Dann wurden die Passagiere an Land gezwungen „Schuldgeständnisse“ zu unterschreiben, sie wären illegal nach Israel eingereist. Dies wurde aber von den meisten verweigert, denn die Passagiere sagten, sie wären ja unter Zwang nach Israel gebracht worden und nicht aus freien Willen. Sie bekamen kein rechtstaatliches Verfahren, mit Anhörung vor einem Richter und der Möglichkeit sich zu verteidigen. Während ihres Aufenthalt in Israel wurden sie Gewalt und Zwang ausgesetzt. Es wurden ihnen Ausweise, Geräte, Wertsachen und Bargeld gestohlen. 60 Journalisten haben deswegen vor der Europäischen Kommission um Intervention gebeten.

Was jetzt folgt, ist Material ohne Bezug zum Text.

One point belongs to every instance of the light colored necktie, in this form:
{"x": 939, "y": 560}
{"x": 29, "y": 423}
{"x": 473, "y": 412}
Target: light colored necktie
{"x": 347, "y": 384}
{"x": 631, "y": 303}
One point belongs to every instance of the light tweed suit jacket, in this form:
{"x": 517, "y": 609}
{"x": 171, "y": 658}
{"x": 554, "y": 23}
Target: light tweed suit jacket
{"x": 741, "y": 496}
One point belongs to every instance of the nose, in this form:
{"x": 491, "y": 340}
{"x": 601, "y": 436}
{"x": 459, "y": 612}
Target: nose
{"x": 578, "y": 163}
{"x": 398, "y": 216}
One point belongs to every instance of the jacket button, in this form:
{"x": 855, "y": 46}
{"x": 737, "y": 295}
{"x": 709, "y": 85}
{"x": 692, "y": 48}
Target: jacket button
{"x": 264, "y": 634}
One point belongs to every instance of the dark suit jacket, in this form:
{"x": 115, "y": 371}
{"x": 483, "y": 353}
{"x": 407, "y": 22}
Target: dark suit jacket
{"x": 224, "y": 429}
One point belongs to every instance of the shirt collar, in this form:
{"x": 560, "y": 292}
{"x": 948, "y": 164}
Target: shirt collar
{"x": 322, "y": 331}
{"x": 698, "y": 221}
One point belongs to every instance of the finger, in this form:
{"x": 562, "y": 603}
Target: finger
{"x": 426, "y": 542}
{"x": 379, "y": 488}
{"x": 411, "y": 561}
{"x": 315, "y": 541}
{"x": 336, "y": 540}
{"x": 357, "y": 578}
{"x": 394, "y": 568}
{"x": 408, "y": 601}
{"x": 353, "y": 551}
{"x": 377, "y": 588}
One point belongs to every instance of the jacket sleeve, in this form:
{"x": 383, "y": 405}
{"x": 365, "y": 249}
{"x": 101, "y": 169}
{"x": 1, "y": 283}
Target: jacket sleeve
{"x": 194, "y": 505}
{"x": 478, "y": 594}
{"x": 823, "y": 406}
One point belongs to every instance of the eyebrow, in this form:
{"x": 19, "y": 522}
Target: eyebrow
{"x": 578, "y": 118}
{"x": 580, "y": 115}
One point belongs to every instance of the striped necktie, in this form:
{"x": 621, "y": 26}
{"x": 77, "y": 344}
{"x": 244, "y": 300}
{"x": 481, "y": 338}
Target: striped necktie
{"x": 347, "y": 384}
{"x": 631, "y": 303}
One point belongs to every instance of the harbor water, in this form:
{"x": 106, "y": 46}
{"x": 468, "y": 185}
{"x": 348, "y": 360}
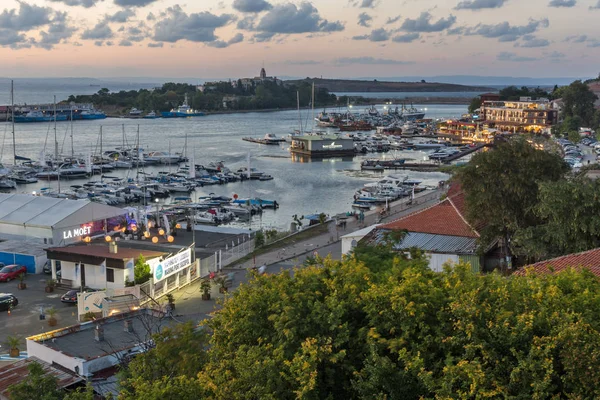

Und was haben sie verbrochen? Sie wollten drigend benötigte Hilfsgüter nach Gaza bringen, an 1,3 Millionen Menschen, die im grössten open-air Gefängnis der Welt sitzen. Wer das verhindert und verursacht ist der wirkliche Verbrecher. Wer das duldet, verharmlost oder schönredet ist ein menschenverachtendes Subjekt.

Die Kommission ist nicht alleine in ihrer Beurteilung, die Situation in Gaza ist erbärmlich. Sie ist unhaltbar. Sie ist nicht tolerierbar und nicht zu akzeptieren im 21. Jahrhundert. Es ist verwunderlich wie überhaupt jemand die Bedingungen unter denen die Menschen dort leben als akzeptabel bezeichnen kann und die grundlegendsten Bedürfnisse erfüllt. Die Parteien und die internationale Gemeinschaft sind aufgefordert eine Lösung zu finden, schreibt die Kommission.